We’ve made two changes to DISCOVAR de novo:

1. Memory usage during BAM file reading is now lower.

2. We’ve added a memory check to see how much memory appears to be available, and then throttle memory usage to that level. Sometimes (and particularly on scheduled systems like SGE) the amount of available memory is reduced. Please let us know if you observe aberrant behavior. The feature can be turned off by setting MEMORY_CHECK=False on the DiscoverExp command line.

Reference support added

We’ve added support for use of a reference sequence with DISCOVAR de novo. If you provide a reference sequence, then your assembly will be created de novo, then aligned to the reference sequence. Then when you view the assembly using NhoodInfo, the view will be marked to show reference coordinates.

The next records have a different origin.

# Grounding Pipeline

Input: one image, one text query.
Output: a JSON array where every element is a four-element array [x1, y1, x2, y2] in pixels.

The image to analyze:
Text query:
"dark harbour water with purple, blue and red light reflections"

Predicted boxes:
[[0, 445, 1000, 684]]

To use this new feature, supply the command-line option REFHEAD=g, where you have files g.fasta and g.names. The file g.names should be a text file having the same number of lines as g.fasta has records, with each line being a name for the corresponding record (e.g. chr3). These names are displayed by NhoodInfo, so you want them to be reasonably short to avoid crowding the display.

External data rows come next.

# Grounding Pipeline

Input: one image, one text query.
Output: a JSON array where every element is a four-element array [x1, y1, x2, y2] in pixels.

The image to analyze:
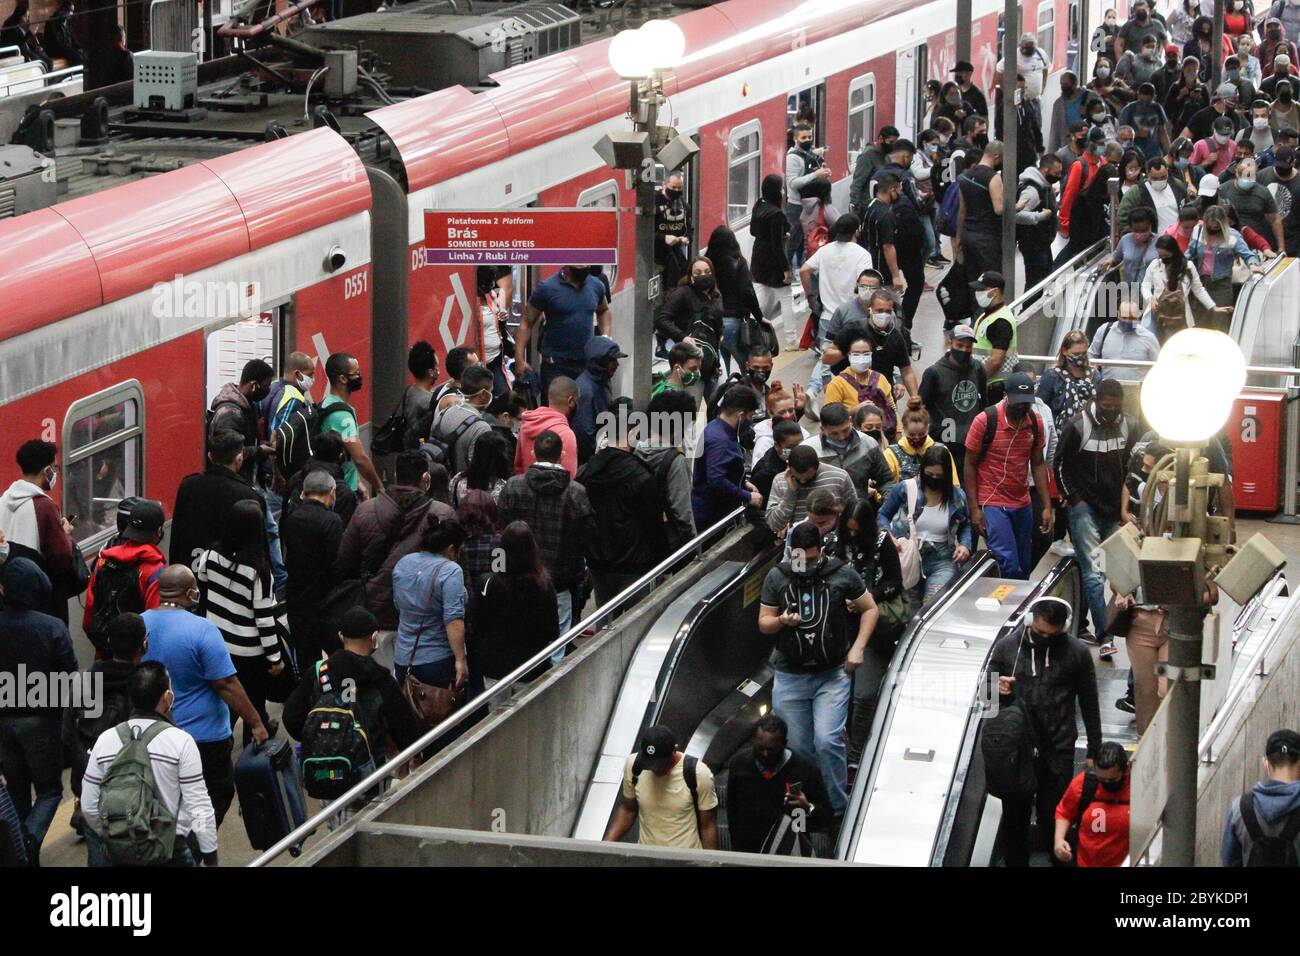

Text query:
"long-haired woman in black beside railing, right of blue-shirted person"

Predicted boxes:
[[469, 522, 560, 687]]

Fractional read support added

We’ve added support for use of part of a read set. For example,

READS="frac:0.6 :: x.bam"

will cause 60% of the read pairs in x.bam to be chosen at random and assembled. This is useful to understand the effect of lower coverage and in cases where one has too much data to assemble on a given machine. The frac option can be combined with the sample option e.g.

READS="sample:T :: t.bam + sample:N,frac:0.5 :: n.bam"

to use all the reads in t.bam but only half of the reads in n.bam.